As a girl in the 1970s, I tattered my copy of D'Aulaires Book of Greek Myths before delving into other retellings, and even then, I knew something was terribly amiss. I was angered by Medusa's monstrous punishment and saw my name in Daphne's escape as a laurel tree from Apollo. Tansy Rayner Roberts' Gorgons Deserve Nice Things is the book we've waited for. It's a distillation and recreation with the feminine authenticity we've craved. I'm so pleased to have found this work.
If I have to choose, my favorite story is "How to Survive an Epic Journey," with Atalanta of Arcadia recounting Jason and the Argonauts from her perspective. She tells readers, "I did not care a wet fart about the Golden Fleece. To sail and to fight, to be a comrade alongside my fellow adventurers, was all I ever wanted. The Fleece was an excuse, a story to sail ourselves into: it could as easily have been a monster to slay, a crown to collect, or a stable to scrub clean." Atalanta's personality had me at the opening lines of this story with "Fill my cup with wine, girl. Pass the honey cakes, and I shall tell you a tale of adventure and heroes. I was there. I knew them all."
The humor and the asides to the reader who follows each beat are priceless. "Hesoid, I'm looking at you" made me laugh out loud. I love this collection. Thank you, Tansy.
A good collection of short storied based on Greek mythology - sometimes a retelling from a different perspective, and sometimes a modern setting for the characters. All it's really shown me is that I really am not all that familiar with a lot of the details (and thus I should read a book on Greek Myth) but as Tansy says in her afterword, there's so many versions and so many translations and they all contradict one another anyway - so I guess any version is a good start.
This edgy collection of short stories by is a wicked delight.
Some tales are retellings of ancient Greek legends from the point of view of their female characters.

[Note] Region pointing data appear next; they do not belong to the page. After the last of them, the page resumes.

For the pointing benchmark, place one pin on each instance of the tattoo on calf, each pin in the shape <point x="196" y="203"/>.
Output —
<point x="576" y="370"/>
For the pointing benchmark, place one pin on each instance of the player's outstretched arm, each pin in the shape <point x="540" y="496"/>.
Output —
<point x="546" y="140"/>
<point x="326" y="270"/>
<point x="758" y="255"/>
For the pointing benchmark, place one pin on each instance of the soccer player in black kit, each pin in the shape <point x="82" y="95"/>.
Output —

Others have lifted these same strong women and girls out of chronicles that have, over the millennia, frequently worked to erase or undermine their roles – and placed them in contemporary settings. These speculative stories might be wildly different from the versions of old – and yet the characters bring their legendary traits along with them, flaunting them in glorious technicolour.
You can take the girl out of the myth, but you can’t take the myth out of the girl!